Vio cómo se alejaban en el camión, después recorrió arrastrando los pies el camino que iba desde la parte posterior de los estudios hasta el complejo laboratorio-almacén. Ese edificio era suyo, ese era su cristal largo, al menos hasta que llegara Jesucristo y se lo llevara todo para él.
Quizá en Halloween.
Quizá antes.
Había muchísimo en que pensar, y últimamente le resultaba más fácil pensar cuando había fumado.
Mucho más fácil.
6
Julia daba pequeños sorbos de su vasito de whisky, lo hacía durar, en cambio las agentes de policía vaciaron los suyos de golpe, como dos heroínas. No era como para emborracharse, pero les soltaría la lengua.
– El caso es que estoy horrorizada -dijo Jackie Wettington. Tenía la mirada baja y jugaba con su vaso de zumo vacío, pero, cuando Piper le ofreció otro traguito, dijo que no con la cabeza-. Esto nunca habría sucedido si Duke siguiera vivo.

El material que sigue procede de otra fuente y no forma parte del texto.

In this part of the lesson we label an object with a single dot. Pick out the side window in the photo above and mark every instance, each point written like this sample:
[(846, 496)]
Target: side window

Eso es en lo que no hago más que pensar. Aunque hubiese tenido razones para creer que Barbara había asesinado a su mujer, habría seguido el procedimiento correcto. Así era él. Y ¿permitir que el padre de una víctima bajara al Gallinero y se enfrentara con el homicida? ¡Jamás! -Linda asentía, dándole la razón-. Me da miedo lo que pueda pasarle a ese tipo. Además…
– Si puede pasarle a Barbie, ¿puede pasarnos a cualquier de nosotros? -preguntó Julia.
Jackie asintió. Mordiéndose los labios. Jugando con su vaso.